Der Farbe kann ein weitaus höherer Volumenanteil von Pigmenten und Füllstoffen zugegeben werden; außerdem benötigt sie nicht das lange, konstante Feuchthalten im Trocknungsprozess und ist bis zu einem gewissen Grad wasserfest. Durch die starke Klebkraft haftet sie auch auf sehr glatten Untergründen. Vorsicht ist allerdings bei zu hoher Konzentration des Kasein geboten: die beim Trocknen entstehenden extrem starken Spannungen können schwache oder poröse Untergründe zum Abplatzen bringen. Ein weiterer Nachteil der Farbe besteht in ihrer geringen Haltbarkeit: im offenen Zustand bietet das Kasein einen idealen Nährboden für Bakterien und Pilze und muss daher in wenigen Tagen verbraucht werden.

Untergrundbehandlung

Reine Kalkfarbe haftet auf einer Vielzahl schwach saugender Untergründe, zum Beispiel Lehm, Holz und verschiedene Putze. Stark saugende Gründe sollten mit Tiefgrund vorbehandelt werden; für sehr glatte, nicht saugende Untergründe, etwa aus Metall, ist Kalkkaseinfarbe besser geeignet.

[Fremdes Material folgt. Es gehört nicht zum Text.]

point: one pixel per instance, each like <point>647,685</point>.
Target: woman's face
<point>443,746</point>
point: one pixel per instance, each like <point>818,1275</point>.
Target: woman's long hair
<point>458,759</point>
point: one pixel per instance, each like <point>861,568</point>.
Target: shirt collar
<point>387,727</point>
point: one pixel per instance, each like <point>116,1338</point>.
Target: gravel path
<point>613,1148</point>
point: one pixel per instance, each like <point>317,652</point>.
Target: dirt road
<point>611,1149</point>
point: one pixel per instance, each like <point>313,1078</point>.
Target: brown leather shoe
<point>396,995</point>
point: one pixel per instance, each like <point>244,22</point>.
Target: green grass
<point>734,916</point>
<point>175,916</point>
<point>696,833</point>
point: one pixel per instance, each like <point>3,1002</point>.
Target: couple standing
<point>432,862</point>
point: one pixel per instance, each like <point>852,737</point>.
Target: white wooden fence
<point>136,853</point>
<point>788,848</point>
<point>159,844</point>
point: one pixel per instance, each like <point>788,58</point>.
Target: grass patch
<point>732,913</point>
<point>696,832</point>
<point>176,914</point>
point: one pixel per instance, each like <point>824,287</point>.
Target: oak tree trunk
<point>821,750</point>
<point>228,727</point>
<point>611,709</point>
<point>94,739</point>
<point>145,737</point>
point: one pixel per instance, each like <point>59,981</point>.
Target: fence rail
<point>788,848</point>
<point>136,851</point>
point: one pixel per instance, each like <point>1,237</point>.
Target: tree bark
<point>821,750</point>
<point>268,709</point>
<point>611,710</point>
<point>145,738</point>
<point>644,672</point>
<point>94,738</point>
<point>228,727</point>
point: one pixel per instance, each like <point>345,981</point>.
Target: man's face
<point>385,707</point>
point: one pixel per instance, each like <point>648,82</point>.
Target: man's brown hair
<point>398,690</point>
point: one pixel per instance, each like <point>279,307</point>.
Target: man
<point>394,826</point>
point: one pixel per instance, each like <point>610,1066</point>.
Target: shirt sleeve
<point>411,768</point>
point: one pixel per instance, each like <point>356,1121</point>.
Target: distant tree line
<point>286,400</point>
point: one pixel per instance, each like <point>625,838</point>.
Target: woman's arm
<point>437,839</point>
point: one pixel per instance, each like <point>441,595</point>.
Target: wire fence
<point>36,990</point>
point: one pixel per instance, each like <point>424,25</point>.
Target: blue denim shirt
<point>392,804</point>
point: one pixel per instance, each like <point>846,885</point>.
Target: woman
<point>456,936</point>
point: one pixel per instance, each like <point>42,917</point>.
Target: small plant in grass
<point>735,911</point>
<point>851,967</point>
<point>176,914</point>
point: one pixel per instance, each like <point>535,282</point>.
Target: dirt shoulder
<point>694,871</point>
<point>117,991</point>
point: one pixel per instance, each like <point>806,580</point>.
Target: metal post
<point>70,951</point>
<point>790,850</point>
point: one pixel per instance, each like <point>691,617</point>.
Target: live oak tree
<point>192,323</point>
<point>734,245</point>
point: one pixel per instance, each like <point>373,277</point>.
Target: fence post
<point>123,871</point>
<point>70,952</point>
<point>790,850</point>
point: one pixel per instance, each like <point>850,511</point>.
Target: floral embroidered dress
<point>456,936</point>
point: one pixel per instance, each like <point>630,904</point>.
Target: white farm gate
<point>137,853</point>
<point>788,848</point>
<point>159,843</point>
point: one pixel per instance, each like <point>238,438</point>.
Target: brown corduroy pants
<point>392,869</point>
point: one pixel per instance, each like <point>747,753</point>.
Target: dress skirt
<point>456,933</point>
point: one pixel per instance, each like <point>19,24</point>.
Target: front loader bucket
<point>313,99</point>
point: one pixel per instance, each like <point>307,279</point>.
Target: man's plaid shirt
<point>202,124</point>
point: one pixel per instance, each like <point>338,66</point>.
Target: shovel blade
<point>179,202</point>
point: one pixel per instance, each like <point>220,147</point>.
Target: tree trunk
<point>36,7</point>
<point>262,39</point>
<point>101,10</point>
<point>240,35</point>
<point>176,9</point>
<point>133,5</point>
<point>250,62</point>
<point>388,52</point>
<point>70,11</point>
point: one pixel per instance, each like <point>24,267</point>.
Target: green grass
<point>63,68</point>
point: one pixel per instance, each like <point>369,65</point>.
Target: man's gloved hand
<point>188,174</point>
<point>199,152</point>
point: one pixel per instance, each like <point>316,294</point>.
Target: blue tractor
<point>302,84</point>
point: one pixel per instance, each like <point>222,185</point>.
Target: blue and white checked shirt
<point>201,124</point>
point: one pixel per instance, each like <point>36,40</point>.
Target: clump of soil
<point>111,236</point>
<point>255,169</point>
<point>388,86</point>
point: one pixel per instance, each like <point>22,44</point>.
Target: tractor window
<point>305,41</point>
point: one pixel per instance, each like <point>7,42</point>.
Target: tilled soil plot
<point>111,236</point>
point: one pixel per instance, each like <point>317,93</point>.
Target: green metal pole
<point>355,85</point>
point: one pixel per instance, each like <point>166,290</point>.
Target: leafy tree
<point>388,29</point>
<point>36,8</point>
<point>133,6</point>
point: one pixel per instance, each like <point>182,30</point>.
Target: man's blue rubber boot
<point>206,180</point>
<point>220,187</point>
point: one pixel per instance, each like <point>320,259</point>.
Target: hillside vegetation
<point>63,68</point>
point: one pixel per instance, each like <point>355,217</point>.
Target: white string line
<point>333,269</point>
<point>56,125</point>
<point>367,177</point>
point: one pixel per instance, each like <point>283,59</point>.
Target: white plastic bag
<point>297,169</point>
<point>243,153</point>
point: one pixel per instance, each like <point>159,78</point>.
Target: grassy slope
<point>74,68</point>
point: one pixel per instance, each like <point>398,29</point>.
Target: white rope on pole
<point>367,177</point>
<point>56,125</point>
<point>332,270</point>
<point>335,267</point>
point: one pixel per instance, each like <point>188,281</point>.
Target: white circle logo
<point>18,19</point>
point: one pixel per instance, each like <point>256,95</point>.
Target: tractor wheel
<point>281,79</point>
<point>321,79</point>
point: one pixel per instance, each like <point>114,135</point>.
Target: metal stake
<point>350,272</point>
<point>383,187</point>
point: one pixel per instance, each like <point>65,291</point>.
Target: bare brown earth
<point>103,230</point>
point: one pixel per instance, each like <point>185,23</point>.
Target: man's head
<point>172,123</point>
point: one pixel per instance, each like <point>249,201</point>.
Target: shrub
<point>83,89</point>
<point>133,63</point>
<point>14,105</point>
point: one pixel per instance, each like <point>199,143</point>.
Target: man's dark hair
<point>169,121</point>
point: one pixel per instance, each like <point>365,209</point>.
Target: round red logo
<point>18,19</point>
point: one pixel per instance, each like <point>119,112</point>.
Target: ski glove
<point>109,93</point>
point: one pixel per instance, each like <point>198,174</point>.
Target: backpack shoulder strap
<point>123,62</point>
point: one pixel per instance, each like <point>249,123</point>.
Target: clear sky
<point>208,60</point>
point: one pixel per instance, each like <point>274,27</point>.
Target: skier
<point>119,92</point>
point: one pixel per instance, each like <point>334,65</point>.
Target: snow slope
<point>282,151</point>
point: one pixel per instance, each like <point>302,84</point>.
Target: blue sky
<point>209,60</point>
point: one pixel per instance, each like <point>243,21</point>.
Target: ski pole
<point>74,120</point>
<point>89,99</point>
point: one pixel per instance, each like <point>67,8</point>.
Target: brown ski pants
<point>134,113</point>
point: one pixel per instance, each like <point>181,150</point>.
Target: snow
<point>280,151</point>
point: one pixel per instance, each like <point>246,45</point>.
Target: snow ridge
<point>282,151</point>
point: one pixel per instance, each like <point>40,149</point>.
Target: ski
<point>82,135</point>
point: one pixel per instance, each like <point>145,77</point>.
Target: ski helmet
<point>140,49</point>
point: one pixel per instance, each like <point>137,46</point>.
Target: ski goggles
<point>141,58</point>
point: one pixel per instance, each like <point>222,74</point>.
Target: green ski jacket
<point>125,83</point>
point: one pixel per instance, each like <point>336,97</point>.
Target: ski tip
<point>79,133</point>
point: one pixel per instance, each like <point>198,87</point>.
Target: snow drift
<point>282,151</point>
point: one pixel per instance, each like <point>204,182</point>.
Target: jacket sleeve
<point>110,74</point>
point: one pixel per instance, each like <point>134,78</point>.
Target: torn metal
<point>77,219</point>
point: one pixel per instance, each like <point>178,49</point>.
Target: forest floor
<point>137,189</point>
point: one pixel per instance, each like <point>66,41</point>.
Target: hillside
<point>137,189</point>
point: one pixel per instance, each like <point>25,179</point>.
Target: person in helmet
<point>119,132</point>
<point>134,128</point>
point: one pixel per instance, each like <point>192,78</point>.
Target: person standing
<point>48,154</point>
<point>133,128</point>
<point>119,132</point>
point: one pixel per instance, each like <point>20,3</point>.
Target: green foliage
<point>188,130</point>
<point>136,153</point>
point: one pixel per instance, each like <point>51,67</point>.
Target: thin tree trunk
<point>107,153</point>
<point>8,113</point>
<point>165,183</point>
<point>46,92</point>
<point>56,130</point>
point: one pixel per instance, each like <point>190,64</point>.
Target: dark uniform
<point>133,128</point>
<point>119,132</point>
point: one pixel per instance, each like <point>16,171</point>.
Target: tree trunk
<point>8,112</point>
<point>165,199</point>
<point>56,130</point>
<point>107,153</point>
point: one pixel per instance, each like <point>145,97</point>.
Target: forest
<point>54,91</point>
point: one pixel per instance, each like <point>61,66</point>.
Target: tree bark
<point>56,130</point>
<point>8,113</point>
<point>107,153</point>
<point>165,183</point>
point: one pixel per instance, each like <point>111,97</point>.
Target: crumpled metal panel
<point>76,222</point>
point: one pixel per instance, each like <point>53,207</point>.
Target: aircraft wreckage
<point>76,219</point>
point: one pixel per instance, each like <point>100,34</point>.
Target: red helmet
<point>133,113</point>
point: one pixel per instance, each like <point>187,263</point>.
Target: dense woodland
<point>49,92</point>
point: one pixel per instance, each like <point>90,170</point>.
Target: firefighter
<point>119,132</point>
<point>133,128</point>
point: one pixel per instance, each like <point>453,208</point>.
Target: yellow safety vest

Restaurierung und Denkmalpflege

Wegen ihrer Porosität führt Kalkfarbe Feuchtigkeit nach außen ab; nicht vollständig abgebundene Bestandteile wirken schwach alkalisch und somit antibakteriell und fungizid. Daher ist die Farbe ideal für Räume mit hoher Luftfeuchtigkeit oder mit starken Schwankungen im Feuchtigkeitsgrad geeignet und trägt dazu bei, feuchtigkeitsempfindliche Untergründe (Holz, Lehm o.ä.) trocken zu halten und Schimmelbildung zu vermeiden. Zudem ist es bei vielen denkmalgeschützten Bauten ohnehin erforderlich, die Technik des Originalanstrichs zu verwenden.

Besonderheiten

Den bereits genannten positiven Eigenschaften – die feuchtigkeitsregulierende, desinfizierende und kühlende Wirkung sowie das lebendige Erscheinungsbild – steht gegenüber, dass die Farbe in der Verarbeitung sehr anspruchsvoll und fehleranfällig ist, sodass sie nicht immer abrieb- und wasserfest ist. Besonders im Außenbereich wird sie schnell durch den Regen von Fassaden abgewaschen. In Gegenden mit einer hohen Schwefelkonzentration in der Luft (etwa bei hohem Verkehrsaufkommen) reagiert das Calcium mit dem Schwefel zu Gips; dieser ist wasserlöslich und wäscht sich noch schneller herunter.